I want to build upon the ocean theme I talked about yesterday. Specifically, I want to talk about when the waves of depression aren’t rogue and unexpected but instead build as part of a storm.

As I mentioned yesterday, I am just coming out of a depressive episode. And while some depressive episodes are like rogue waves, appearing out of nowhere, others are like storms. I feel them building. I will feel more tired the day before, more distracted. I will feel, literally feel myself becoming detached and disinterested from the things that I care about.
And the winds of time blow and the clouds darken the sky as rain lashes the portholes. When the storm is really bad, life crashes over my bow like waves that are too big to be allowed and I feel swamped and overwhelmed by life as I retreat to the lifeboat of my bed, unable to summon the energy to steer myself out of the darkness.
And the first time these storms came, they blotted out the light so completely that I thought the sun would never come again. But now I know the sun is waiting, just behind the storm clouds.
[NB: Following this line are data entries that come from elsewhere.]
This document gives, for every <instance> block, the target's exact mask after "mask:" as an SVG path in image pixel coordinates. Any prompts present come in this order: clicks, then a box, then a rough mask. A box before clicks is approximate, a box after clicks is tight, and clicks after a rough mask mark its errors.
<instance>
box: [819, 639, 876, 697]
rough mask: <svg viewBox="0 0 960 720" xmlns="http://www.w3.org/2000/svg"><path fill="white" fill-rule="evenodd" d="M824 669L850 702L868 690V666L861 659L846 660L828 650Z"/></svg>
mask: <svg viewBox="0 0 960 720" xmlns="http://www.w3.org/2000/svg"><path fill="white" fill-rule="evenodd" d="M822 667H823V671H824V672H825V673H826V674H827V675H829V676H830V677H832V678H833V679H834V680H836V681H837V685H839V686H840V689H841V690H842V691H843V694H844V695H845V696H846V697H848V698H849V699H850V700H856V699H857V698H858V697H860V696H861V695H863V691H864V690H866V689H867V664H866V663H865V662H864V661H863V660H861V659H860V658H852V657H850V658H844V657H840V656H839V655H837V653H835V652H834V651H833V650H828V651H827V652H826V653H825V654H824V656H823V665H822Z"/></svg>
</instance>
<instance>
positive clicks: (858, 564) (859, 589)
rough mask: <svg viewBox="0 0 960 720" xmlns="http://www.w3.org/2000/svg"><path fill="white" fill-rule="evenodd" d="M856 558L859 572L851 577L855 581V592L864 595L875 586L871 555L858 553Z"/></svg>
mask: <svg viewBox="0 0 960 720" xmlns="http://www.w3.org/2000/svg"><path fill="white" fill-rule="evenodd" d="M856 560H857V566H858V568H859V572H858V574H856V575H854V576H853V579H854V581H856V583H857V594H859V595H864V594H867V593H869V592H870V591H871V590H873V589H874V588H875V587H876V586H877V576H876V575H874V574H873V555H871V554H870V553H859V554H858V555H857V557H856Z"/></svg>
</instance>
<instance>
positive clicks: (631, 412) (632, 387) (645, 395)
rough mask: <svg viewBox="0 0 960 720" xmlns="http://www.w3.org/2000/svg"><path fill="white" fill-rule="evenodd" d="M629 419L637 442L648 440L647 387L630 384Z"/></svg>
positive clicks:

And it will reappear when the storm passes. And the storm always passes.
Now, thanks to therapy and the love and support of the people in my life I even am able to take a few steps to help calm the storm, even if it is only an ever so slight calming of the tempest. I can surround myself with Netflix, or with music that helps me. I can push away the music I know will hurt me more, no matter how much I might want to hear it. Sometimes, some songs are like a drowning man that will merely pull you down with them.
And like I said, the sun always comes out. I write this as a reminder to myself, something I can look back to when the storms return, but also as a reminder to all of you who might be struggling right now, especially as the clouds of COVID continue to cover all of us, exacerbating the normal storms we might experience. So wherever you are, just keep sailing. The sun is waiting for you.